7 erreurs à ne pas commettre pour les repas de fête
18/12/15 à 18:49 par ALEXANDRE (Stéphanie)

Foie gras, saumon fumé, huîtres... En cette période de fêtes de fin d'année, il n'est pas toujours facile de distinguer les bons produits des contrefaçons. Les conseils à suivre avant de faire ses courses pour réaliser son dîner de Noël et du jour de l'an.

Les fêtes de fin d'année restent des moments importants pour la majorité des Français. Pour 2015, ils prévoient de débourser 184 € en moyenne pour le repas de Noël, un budget à peine plus élevé que l'an dernier selon une récente étude du cabinet Deloitte. Pour les dépenser agréablement, voici les 7 conseils donnés par la Direction générale de la Consommation, de la Concurrence et de la Répression des fraudes (DGCCRF).
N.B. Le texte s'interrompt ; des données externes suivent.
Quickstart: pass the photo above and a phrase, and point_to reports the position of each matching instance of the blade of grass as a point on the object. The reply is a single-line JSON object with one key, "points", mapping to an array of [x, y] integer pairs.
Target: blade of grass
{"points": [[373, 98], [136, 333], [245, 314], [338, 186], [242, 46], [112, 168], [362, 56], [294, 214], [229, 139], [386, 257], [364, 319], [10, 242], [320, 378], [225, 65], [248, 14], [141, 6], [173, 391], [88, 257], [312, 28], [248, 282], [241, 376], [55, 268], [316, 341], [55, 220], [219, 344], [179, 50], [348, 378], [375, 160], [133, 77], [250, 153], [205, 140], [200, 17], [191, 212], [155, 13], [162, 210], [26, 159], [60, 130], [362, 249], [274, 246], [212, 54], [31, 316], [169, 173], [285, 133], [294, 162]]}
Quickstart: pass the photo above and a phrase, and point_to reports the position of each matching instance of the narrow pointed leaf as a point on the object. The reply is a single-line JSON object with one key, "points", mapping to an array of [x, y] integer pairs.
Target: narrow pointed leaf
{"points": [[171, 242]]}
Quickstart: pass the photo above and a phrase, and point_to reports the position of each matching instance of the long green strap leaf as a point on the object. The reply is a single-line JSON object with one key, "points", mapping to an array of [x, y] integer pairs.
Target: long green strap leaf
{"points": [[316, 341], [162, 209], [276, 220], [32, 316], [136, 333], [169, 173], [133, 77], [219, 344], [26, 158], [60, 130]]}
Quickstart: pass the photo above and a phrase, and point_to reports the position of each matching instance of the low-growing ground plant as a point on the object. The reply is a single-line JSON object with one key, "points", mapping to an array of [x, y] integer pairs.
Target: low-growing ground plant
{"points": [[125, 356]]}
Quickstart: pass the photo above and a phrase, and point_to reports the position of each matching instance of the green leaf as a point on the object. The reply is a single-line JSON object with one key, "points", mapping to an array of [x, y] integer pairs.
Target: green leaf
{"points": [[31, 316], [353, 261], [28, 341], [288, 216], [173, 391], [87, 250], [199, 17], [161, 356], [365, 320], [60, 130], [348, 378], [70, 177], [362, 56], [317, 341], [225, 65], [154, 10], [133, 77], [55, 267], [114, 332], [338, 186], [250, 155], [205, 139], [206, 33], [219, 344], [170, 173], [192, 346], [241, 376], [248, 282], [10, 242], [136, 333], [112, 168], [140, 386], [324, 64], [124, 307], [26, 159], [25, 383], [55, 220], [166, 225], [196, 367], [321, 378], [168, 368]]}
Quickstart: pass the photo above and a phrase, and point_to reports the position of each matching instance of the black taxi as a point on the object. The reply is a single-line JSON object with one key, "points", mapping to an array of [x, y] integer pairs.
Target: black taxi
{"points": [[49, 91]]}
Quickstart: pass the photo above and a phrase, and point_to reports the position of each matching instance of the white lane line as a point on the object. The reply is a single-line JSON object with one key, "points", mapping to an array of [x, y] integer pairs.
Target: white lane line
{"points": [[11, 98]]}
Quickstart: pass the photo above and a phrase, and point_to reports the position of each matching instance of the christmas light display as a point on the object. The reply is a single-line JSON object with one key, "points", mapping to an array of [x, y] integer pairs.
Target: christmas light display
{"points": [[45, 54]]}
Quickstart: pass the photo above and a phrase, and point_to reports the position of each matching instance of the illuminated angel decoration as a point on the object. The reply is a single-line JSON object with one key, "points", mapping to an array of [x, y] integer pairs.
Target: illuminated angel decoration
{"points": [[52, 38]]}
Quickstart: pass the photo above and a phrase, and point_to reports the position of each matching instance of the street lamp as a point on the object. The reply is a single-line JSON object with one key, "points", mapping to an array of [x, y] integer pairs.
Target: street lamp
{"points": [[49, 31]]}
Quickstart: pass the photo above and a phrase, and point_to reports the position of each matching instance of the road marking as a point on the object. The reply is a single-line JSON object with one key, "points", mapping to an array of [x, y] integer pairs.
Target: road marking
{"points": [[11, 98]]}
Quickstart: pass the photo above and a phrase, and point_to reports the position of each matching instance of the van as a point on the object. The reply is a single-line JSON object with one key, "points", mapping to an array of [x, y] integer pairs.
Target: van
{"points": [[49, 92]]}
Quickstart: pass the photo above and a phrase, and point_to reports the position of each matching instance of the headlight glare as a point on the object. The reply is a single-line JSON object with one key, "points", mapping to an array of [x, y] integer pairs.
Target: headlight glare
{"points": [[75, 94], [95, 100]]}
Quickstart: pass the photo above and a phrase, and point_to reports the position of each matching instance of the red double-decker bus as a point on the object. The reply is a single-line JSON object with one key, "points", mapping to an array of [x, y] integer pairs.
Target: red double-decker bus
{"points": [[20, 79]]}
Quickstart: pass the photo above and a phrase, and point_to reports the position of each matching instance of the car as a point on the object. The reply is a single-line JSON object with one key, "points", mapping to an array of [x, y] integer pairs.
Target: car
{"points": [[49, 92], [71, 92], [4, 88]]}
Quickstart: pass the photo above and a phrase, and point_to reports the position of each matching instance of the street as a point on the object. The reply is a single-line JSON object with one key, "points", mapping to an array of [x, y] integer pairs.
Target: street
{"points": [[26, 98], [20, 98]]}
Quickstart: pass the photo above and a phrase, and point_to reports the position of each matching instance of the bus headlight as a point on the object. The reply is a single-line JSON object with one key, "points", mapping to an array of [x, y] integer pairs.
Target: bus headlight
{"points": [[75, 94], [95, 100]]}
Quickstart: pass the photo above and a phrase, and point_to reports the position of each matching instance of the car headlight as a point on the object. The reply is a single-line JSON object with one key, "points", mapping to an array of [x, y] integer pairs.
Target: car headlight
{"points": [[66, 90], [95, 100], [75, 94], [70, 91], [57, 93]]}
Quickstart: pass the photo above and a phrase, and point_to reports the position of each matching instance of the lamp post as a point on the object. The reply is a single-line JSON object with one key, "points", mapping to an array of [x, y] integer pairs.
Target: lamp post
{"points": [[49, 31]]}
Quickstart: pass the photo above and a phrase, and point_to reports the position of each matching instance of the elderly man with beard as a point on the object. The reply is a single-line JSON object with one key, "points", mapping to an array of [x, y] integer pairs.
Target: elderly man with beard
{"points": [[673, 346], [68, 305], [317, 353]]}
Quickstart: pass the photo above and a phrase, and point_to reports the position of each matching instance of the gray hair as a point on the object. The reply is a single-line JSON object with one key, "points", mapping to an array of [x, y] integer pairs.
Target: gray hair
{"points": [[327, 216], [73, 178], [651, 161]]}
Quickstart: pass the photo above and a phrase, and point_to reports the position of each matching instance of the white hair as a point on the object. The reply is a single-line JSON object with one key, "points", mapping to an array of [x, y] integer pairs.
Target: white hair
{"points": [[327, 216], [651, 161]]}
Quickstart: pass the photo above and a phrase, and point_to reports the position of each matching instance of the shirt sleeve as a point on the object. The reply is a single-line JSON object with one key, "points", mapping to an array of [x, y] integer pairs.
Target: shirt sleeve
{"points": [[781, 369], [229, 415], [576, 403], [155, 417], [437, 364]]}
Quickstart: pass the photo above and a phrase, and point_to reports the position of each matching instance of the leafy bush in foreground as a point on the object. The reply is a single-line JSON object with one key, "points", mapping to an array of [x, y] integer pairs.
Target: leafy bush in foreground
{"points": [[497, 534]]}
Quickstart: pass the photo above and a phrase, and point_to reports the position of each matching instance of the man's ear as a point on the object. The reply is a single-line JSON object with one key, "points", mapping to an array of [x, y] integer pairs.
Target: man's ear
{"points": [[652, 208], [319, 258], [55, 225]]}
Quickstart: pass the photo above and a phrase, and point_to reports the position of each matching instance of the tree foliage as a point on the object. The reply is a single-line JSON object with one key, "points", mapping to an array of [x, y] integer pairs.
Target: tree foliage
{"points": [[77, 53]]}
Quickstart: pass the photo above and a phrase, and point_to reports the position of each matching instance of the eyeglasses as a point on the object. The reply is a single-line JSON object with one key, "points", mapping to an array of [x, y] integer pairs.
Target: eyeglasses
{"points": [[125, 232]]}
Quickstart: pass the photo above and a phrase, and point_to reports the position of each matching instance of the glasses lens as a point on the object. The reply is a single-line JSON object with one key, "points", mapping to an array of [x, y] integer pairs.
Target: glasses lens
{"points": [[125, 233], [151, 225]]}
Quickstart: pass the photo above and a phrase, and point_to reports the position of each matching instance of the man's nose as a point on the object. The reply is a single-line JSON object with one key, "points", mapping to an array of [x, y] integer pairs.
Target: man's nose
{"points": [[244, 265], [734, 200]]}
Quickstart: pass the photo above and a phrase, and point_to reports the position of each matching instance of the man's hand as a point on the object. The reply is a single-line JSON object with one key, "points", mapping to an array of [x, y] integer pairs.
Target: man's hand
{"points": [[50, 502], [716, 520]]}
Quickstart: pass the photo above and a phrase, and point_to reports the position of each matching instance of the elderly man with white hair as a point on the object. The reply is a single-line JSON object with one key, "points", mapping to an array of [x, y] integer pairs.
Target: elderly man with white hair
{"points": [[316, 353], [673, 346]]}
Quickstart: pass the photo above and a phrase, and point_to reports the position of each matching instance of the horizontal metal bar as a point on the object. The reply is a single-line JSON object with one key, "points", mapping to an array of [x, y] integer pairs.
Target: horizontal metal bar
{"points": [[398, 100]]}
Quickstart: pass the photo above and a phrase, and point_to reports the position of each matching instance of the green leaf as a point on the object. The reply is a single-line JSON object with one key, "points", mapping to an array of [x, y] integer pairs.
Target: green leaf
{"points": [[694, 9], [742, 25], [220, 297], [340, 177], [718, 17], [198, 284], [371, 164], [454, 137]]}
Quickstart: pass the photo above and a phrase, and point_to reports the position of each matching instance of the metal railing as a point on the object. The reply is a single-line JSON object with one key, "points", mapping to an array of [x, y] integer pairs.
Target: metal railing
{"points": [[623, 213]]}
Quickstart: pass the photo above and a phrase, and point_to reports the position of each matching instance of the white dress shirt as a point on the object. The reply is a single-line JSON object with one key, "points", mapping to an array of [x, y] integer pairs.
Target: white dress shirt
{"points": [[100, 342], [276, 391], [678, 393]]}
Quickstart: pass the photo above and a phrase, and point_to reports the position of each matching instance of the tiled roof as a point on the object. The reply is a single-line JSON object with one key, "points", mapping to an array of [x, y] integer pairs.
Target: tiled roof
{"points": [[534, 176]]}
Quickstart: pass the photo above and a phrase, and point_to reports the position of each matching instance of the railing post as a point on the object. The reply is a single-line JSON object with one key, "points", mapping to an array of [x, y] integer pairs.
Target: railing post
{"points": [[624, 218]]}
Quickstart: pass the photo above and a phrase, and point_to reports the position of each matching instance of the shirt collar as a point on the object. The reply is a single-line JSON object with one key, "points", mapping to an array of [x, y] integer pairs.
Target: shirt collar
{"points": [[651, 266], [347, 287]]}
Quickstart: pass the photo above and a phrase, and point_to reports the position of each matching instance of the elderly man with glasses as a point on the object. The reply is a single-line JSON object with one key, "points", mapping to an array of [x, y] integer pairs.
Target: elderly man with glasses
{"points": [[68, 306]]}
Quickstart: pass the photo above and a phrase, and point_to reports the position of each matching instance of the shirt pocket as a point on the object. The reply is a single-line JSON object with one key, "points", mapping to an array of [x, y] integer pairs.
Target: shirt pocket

Gare au foie gras sans foie

Incontournable des fêtes de fin d'année, le foie gras figure dans la plupart des repas de Noël et du jour de l'an. Il doit provenir exclusivement d'oies ou de canards mâles gavés de façon à provoquer, chez l'animal, une stéatose hépatique (ce qui signifie que les cellules du foie se chargent en graisse, notamment en triglycérides).

Si certains produits sont fabriqués avec du foie gras, comme unique matière première, qu'ils soient vendus entiers ou en bloc, d'autres n'en contiennent que très peu. C'est le cas notamment des "mousses de foie d'oie ou de canard ", préparations contenant seulement 50 % de foie gras mélangés à une farce et un assaisonnement.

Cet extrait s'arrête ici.